«Rivoluzione» è il termine maggiormente accostato alla Roma in queste settimane. È una rivoluzione pensare ad una squadra senza più De Rossi, che saluterà presumibilmente Manolas e Dzeko e che avrà un nuovo allenatore (Gasperini) più un nuovo direttore sportivo. Il lavoro che attende Petrachi non è facile. Il ds è pronto a liberarsi dal Torino. Anche il presidente Cairo, dopo aver fatto muro in questi mesi, si sta arrendendo: «Non posso sapere cosa farà Gianluca nei prossimi giorni.
Dimissioni? Ma che ne so, ma cosa m’importa, chiedetelo a lui Comunque ancora non ha presentato nessuna lettera». Lo farà, nei prossimi giorni. A quel punto, se la nomina ufficiale potrebbe slittare al 1° luglio visto che il Torino non vorrebbe concedergli sconti (ed è favorito in questo dalla modulistica federale), sarà comunque libero d’iniziare a lavorare per il club giallorosso.

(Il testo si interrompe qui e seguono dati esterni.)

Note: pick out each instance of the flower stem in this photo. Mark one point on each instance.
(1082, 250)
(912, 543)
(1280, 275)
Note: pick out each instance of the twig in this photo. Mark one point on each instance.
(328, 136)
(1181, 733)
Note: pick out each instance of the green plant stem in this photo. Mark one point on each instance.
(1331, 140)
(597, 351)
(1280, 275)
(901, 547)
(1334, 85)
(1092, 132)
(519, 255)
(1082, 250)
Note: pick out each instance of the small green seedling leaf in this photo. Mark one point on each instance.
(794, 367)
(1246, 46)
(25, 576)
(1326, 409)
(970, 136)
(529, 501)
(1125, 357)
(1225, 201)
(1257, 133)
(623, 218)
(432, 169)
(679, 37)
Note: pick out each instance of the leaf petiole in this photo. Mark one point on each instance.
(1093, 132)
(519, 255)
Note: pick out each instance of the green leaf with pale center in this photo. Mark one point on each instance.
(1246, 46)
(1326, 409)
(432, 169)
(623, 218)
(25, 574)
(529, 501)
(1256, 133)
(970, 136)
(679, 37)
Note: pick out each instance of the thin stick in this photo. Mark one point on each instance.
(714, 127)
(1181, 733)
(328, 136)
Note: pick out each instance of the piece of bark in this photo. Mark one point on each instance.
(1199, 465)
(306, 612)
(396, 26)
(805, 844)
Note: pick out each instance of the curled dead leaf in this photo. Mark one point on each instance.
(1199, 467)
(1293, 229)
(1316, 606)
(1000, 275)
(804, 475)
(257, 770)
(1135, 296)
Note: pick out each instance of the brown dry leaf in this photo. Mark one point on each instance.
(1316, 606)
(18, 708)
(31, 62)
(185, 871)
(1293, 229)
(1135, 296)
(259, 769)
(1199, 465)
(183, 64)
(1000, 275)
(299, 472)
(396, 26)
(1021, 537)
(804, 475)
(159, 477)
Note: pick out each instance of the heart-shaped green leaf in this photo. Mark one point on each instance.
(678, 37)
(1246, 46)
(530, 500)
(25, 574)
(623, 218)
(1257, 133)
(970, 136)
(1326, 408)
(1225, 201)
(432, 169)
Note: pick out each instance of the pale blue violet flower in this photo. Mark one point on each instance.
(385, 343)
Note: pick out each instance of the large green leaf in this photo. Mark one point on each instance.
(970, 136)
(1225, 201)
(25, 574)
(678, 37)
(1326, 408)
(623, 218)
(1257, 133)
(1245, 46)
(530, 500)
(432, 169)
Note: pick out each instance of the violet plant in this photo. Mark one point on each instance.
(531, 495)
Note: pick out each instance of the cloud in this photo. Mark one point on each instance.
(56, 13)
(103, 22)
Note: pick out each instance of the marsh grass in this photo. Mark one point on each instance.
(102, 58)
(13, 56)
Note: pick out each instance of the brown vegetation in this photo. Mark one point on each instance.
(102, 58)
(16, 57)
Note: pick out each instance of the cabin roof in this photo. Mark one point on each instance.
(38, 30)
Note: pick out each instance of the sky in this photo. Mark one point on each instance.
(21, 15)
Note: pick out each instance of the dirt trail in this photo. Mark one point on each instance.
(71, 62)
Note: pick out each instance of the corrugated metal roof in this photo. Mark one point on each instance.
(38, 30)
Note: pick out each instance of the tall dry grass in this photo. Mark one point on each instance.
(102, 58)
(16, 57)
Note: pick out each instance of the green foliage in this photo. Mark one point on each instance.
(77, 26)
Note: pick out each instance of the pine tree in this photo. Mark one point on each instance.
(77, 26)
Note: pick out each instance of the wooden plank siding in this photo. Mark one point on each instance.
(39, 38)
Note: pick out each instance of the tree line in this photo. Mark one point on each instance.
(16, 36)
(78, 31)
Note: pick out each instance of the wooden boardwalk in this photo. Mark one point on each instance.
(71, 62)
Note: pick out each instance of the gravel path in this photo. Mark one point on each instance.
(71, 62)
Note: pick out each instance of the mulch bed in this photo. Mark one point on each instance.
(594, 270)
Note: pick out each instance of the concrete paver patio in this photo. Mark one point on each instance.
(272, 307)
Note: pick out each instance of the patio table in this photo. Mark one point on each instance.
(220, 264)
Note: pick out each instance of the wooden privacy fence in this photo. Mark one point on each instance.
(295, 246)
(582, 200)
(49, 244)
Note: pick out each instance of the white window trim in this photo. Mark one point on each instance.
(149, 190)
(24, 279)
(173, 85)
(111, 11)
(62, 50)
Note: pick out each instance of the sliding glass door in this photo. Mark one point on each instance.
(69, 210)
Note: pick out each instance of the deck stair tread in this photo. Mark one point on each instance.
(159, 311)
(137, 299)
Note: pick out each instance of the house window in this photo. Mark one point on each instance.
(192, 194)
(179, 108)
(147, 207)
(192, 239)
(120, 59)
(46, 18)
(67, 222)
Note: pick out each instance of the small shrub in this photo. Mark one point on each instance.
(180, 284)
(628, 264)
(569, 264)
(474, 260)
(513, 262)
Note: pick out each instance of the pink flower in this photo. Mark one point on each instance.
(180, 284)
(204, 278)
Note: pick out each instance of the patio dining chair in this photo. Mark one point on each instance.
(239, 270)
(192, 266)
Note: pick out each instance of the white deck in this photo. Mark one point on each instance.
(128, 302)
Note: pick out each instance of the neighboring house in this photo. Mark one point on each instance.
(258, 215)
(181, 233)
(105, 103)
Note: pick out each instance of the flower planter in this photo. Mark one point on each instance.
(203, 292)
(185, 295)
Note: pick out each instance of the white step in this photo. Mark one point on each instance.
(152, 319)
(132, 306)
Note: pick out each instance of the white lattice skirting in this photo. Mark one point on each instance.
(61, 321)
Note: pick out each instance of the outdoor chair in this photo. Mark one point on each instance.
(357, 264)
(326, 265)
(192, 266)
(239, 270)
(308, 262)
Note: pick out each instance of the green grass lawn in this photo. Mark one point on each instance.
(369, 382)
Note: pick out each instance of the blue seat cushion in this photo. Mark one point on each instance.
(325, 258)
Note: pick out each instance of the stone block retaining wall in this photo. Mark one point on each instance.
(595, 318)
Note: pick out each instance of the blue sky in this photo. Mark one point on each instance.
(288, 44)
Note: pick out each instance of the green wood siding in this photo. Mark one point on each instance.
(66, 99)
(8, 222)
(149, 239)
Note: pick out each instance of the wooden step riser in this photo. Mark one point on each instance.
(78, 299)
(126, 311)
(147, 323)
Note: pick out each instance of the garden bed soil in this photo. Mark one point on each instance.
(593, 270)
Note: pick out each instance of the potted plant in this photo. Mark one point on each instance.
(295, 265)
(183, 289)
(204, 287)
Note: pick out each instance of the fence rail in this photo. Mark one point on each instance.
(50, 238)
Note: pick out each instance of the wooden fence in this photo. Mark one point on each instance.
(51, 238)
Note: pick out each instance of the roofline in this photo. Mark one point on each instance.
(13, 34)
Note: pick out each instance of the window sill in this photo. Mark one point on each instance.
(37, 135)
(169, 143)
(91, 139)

LAVORO IMPROBO – In primis dovrà abbassare il monte-ingaggi (ora, senza Luca Pellegrini al Cagliari, è di 90,9 milioni lordi) e poi acquisire calciatori che s’integrino negli schemi di Gasperini. L’allenatore piemontese non è Sarri, più malleabile in generale nell’adattarsi alla rosa a disposizione. Per il suo 3-4-3 ha bisogno di elementi specifici. L’ennesimo ribaltone di mercato è dunque alle porte. Il rischio, però, rispetto al passato – quando la Roma poteva mettere in vetrina i propri prezzi pregiati, raccogliere plusvalenze e poi investire nuovamente anche grazie ai soldi della Champions – è che stavolta il modus operandi (al netto di qualche cessione inattesa, leggi Zaniolo) possa rivelarsi più difficile.
Perché il problema non è trovare un acquirente per Dzeko. Il bosniaco, anche se 33enne e con uno stipendio importante (4,5 milioni, 8,3 al lordo), ha ormai ammortizzato (4,2) il suo costo originario più i bonus maturati (21,053). E non lo sarà nemmeno per Manolas che ha una clausola rescissoria di 36 milioni. Paradossalmente neanche per Marcano, arrivato a parametro zero.
CONTI IN SOSPESO – Ci sono altri calciatori della rosa, però, dei quali sarà difficile liberarsi. Prendiamo ad esempio il caso di Pastore, l’emblema del flop estivo di Monchi. L’argentino, 30 anni a giugno, è stato pagato 24,6 milioni (più 1 di commissioni) e ha un contratto sino al 2023. Percepisce un ingaggio di 4 milioni (7,4 al lordo). Tradotto: a breve il valore residuo a bilancio sarà di 19,5 milioni.
Nel suo caso, l’unica strada percorribile appare il prestito, con il rischio però di doversi sobbarcare gran parte dello stipendio. Ma non finisce qui. Perché se Schick (e Karsdorp), flop dell’era monchiana, potrebbe forse ritagliarsi un ruolo alla Ilicic (e in quest’ottica i preliminari di Europa League potrebbero agevolare il lavoro di Petrachi e Gasperini: se si ritrova, rimane, altrimenti cessione/prestito in Germania), improbabile che ce la facciano calciatori come Olsen e Nzonzi.
Il francese classe ’88 è costato 27,9 milioni (più 1,5 di commissioni), guadagna 3,1 milioni (5,7 al lordo) e a bilancio pesa ancora per 22 milioni. Il portiere, invece, è costato meno (9 milioni più 2,3 di commissioni). Chi li vuole, però, giocherà al ribasso. C’è poi Perotti (ingaggio di 2,7 milioni, 5,0 lordi). Già la scorsa estate a Trigoria provarono a trovargli una sistemazione, scontrandosi con il parere negativo del calciatore.
L’argentino adora Gasperini («Mi ha cambiato la carriera») ma sono trascorsi ormai tre anni e Diego a luglio ne farà 31, reduce da una stagione nella quale è stato più in infermeria che in campo. Rischia di diventare un boomerang anche la valutazione (9,5 + 0,5 di commissioni) data a Santon. Per non fare minus-valenza, Petrachi dovrebbe cederlo a 8 milioni. Non pochi.